As politicians in Albany wrangle over same-sex marriage, those in the business of nuptials are bracing a boom.
Wedding planners and events coordinators are keeping close watch on the closed-door Senate proceedings since legalizing same-sex marriage could add $210 million to New York state's economy, according to a 2007 report from New York City Comptroller William Thompson.
"We're really kind of on edge just hoping that this thing will pass through," said Jose Rolon, media events coordinator at The Foundry, a popular wedding venue in Long Island City. He said business would double if same-sex marriage were legal.
"I think once this becomes legal, I think the community will just jump on (the venue) because it's such a unique, interesting space," said Rolan, who had his own ceremony at the Foundry last year after his legal marriage to his husband in Boston.
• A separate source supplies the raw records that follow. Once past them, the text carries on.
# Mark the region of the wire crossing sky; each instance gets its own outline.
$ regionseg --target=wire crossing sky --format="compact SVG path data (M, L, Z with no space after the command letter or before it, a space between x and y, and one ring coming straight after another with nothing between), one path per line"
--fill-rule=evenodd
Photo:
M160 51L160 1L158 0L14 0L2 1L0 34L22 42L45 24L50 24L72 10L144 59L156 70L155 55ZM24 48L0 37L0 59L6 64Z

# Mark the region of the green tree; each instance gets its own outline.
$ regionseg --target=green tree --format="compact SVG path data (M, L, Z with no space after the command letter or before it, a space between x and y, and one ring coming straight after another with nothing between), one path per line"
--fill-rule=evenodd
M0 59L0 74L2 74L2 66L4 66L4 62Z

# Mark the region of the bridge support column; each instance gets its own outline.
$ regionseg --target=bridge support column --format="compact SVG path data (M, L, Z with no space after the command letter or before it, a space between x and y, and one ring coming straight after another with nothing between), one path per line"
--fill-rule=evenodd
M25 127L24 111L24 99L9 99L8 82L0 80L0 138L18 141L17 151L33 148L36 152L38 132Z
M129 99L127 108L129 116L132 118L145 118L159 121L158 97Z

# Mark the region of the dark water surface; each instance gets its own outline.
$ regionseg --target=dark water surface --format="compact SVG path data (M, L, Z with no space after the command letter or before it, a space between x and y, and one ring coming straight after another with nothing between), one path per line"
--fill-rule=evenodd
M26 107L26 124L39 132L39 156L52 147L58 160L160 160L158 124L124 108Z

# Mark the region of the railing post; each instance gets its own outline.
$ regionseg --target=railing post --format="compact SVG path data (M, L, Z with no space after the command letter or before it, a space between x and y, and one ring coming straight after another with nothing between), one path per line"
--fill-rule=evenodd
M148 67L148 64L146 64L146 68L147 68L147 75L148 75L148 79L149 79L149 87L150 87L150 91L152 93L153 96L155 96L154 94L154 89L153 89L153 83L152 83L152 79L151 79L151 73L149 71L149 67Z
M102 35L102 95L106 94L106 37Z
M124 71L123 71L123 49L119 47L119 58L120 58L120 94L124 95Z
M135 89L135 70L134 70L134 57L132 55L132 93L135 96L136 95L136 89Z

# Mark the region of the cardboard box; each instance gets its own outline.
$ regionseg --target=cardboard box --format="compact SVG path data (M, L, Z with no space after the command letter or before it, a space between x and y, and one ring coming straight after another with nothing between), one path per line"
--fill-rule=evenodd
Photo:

Bernadette Coveney Smith, founder of gay wedding planning company 14 Stories, opened shop in 2004, when Massachusetts legalized gay marriage, and now, contingent on the bill passing in New York, she said she would open a New York office.
"The wedding industry is so straight and has been for years,” she said. "And so really, this is an emerging market. ... The first emerging market that's opening in the wedding industry for decades."
"I mean I think it’s just really going to blow up," Smith said. "Couples are really looking for someone who will be their advocate and hold their hand."